She gives us one look and springs off into the grass between two houses. Again, I hope no one decides to get trigger happy.
I tell Mira what happened and what I'm thinking about it.
"He knew you were nearby," she says.
"What?"
"The shade who killed — Dirk, was it? — He knew you were close enough to hear the sirens. Why else would he say that you'd come?"
That sends a chill through me. Has he been watching me to find out where I'm going? If Mira's right, he has.
"Fuck."
"Took the word right out of my mouth," Mira says. "I should brush up on my beheading skills in case this sonofabitch pays me a visit."

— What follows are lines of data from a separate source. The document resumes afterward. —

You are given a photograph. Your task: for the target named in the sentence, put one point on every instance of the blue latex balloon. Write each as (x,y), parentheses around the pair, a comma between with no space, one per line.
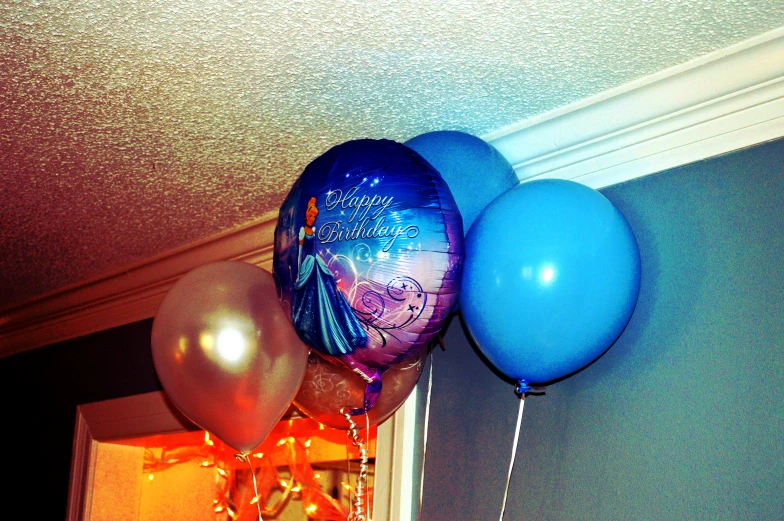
(475,172)
(551,278)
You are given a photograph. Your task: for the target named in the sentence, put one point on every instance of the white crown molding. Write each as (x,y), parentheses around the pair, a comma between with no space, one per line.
(721,102)
(729,99)
(127,295)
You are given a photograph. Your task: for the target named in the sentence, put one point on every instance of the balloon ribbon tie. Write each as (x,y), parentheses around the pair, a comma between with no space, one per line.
(359,443)
(522,388)
(243,457)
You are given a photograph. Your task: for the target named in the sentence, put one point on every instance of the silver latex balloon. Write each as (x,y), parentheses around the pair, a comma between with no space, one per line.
(226,353)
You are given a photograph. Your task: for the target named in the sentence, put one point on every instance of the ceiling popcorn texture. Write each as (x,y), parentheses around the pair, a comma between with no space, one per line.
(129,128)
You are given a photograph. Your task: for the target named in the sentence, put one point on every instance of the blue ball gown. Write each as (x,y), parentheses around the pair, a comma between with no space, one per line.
(321,314)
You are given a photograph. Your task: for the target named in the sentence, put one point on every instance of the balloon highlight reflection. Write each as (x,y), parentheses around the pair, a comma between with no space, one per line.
(226,353)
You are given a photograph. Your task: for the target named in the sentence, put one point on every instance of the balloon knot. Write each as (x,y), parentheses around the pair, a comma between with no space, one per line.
(241,457)
(521,388)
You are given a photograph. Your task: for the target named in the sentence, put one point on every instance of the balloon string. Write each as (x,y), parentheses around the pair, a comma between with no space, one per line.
(367,489)
(244,457)
(514,453)
(359,443)
(348,478)
(424,439)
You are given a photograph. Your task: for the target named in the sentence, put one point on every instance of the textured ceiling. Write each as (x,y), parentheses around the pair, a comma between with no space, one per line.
(131,127)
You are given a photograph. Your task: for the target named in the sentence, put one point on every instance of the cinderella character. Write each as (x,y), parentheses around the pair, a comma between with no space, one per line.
(321,314)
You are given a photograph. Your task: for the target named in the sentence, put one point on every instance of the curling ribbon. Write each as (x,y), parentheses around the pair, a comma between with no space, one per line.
(514,453)
(244,457)
(359,443)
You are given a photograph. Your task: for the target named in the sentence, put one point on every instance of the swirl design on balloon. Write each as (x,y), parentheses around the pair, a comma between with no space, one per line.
(408,300)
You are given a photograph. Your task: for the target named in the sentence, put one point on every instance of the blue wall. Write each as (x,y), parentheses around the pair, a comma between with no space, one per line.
(683,418)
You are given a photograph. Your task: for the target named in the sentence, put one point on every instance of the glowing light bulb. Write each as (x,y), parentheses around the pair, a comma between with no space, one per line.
(231,345)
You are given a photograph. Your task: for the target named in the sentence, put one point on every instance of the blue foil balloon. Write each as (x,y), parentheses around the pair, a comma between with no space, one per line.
(368,255)
(476,172)
(551,278)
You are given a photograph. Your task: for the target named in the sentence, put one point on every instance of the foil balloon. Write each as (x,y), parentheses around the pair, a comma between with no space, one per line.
(225,352)
(328,388)
(475,171)
(368,255)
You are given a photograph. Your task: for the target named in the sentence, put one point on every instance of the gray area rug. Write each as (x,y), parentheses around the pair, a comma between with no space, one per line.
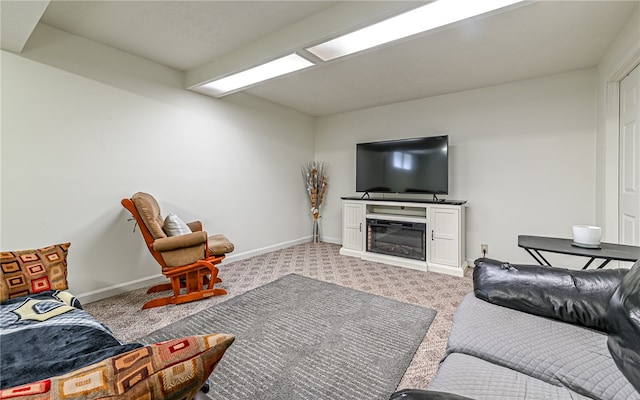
(300,338)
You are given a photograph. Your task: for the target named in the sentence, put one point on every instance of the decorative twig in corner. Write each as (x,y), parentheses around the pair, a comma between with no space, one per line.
(314,175)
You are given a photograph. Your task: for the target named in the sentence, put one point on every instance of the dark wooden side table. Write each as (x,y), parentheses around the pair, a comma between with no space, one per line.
(607,251)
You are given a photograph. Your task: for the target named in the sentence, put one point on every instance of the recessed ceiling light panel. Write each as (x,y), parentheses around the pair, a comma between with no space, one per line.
(430,16)
(262,72)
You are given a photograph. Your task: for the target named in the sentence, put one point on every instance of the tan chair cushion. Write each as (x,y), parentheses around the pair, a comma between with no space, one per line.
(219,245)
(149,211)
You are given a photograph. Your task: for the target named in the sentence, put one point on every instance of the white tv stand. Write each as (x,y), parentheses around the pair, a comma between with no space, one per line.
(444,234)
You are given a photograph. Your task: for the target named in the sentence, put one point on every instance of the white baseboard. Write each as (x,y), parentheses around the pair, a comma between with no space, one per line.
(263,250)
(159,278)
(125,287)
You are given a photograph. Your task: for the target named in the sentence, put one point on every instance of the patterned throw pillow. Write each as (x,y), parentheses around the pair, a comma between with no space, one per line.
(174,226)
(26,272)
(175,369)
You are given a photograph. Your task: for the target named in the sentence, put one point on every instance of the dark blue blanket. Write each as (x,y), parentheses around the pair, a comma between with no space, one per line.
(49,334)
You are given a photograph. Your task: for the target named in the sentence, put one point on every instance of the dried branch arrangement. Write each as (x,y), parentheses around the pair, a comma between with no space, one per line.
(315,180)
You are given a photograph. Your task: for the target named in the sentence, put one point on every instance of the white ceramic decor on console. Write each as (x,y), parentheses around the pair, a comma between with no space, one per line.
(438,226)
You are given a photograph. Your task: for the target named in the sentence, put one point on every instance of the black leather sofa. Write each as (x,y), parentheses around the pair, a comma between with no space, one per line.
(535,332)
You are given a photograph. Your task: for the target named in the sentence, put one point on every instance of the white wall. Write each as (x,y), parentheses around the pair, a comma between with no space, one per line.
(522,155)
(75,143)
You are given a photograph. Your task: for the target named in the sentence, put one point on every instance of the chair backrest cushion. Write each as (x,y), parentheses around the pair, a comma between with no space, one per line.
(149,211)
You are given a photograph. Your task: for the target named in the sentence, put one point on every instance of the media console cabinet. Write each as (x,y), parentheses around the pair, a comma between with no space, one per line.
(423,235)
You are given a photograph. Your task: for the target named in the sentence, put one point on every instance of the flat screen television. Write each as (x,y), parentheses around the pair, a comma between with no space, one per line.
(419,165)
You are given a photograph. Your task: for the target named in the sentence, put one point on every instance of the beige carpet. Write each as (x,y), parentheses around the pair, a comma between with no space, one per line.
(322,261)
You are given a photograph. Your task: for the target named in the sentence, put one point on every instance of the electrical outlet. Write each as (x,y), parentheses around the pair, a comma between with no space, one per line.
(484,249)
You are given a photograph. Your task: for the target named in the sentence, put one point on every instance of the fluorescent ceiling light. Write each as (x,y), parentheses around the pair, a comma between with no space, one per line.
(271,69)
(430,16)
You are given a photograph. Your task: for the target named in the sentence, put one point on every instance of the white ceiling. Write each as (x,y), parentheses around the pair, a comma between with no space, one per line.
(206,39)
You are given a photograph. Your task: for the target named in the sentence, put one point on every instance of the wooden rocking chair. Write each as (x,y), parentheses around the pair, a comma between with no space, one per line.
(189,260)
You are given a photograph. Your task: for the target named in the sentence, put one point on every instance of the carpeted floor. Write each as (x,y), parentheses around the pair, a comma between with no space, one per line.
(322,261)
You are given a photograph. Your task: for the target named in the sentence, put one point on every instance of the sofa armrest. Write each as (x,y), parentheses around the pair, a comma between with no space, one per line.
(577,297)
(180,242)
(417,394)
(623,317)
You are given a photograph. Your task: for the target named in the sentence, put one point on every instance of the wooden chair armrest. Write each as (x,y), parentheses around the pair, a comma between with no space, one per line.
(180,242)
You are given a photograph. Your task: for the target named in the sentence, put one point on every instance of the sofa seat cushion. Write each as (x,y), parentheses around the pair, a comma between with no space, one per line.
(555,352)
(472,377)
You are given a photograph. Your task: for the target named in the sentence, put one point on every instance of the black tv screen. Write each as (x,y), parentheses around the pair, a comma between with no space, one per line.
(419,165)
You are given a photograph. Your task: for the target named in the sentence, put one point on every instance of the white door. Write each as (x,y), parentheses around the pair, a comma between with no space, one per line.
(629,222)
(444,236)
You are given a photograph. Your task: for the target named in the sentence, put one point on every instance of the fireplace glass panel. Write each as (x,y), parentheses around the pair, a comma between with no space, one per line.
(402,239)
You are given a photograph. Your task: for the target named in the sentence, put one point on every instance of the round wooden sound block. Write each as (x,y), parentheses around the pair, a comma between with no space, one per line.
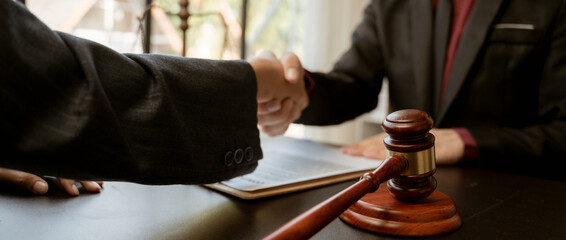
(380,212)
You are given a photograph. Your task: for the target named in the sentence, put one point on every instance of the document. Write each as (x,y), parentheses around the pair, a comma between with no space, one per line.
(292,165)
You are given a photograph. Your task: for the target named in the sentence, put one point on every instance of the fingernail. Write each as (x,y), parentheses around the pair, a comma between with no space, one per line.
(273,108)
(292,73)
(74,190)
(40,187)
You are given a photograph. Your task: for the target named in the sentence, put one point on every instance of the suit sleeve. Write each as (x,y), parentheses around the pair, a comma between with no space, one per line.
(539,148)
(352,87)
(76,109)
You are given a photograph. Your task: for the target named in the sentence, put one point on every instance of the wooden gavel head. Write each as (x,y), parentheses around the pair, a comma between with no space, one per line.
(409,138)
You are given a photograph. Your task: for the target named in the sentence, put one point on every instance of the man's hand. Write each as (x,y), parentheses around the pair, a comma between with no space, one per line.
(281,92)
(37,185)
(449,147)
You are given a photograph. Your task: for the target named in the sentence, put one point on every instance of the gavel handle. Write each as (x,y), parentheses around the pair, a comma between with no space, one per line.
(310,222)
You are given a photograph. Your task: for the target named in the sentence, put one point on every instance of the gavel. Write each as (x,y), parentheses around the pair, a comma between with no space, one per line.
(408,170)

We walk back to her house with a light drizzle falling, and I spend most of the trip back hoping Wane will turn up something useful about Saturn. I don't have a lot of optimism, though. If Saturn doesn't want to be found, he won't be.
Back at Mira's, we flip on the TV. The ten o'clock news is on, and it's playing the pro-shade piece about the ones we killed outside Crossville. I'm about to turn it back off again, but a breaking story about the Waffle Spot interrupts the Summit's little bit of propaganda.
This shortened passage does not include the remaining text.